Il faudra bien, un jour, se poser la question taboue de l’élection du président de la République au suffrage universel. Grâce à un statut de monarque républicain, ce dernier est doté de pouvoirs exorbitants qui écrasent tous les autres. Or ce n’est pas parce que les partis ne jouent plus leur rôle qu’il faut idéaliser la pratique du sauveur suprême. La démocratie, c’est le pouvoir du peuple, non le pouvoir d’un homme sur le peuple.
Quand Alain Juppé veut taper du poing sur la table, il prévient qu’il va le faire, histoire de s’assurer que la chose n’échappe pas aux électeurs fascinés par le coup de menton permanent cher à Sarkozy. Via une interview au Journal du dimanche, on a ainsi appris que le maire de Bordeaux se «lâchait», bref qu’il rechaussait les bottes dans lesquelles il se sentait droit, jadis. Il était déjà ministre (du Budget), à l’époque où l’Union soviétique était encore de ce monde, ce qui en dit long sur le renouvellement des élites.
Quel exemple de sa poigne décomplexée met donc en avant Alain Juppé ? Le gouvernement par ordonnances, afin de passer par-dessus la tête des députés, au cas où ces derniers prétendraient avoir quelque avis sur les sujets concernés. En digne descendant de Vercingétorix (quoi qu’en dise Sarkozix), il annonce qu’il foncera comme un Gaulois à l’assaut d’une légion romaine : «J’élaborerai une série de textes, une loi d’habilitation autorisant le gouvernement à légiférer par ordonnances, avec cinq ou six ordonnances sur des sujets essentiels et urgents.» Et toc.
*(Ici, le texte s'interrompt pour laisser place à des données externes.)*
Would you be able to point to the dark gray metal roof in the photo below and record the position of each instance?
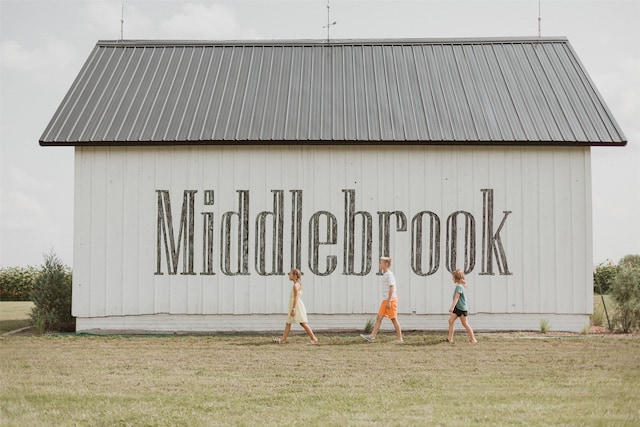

Après le 49.3 du gouvernement Valls pour imposer la loi Travail, voilà le recours aux ordonnances prôné par un candidat qui s’inspire de la méthode Poutine. A ce compte, autant aller au bout de la logique et dissoudre le Parlement.
On en est là, avec la bonne conscience en prime et le sentiment que le peuple veut des dirigeants qui en aient (du courage) pour gouverner à la schlague. On va amuser la galerie avec des propositions de Bonaparte de sous-préfecture, alors que les Français ont de tout autres attentes, notamment en matière de démocratie.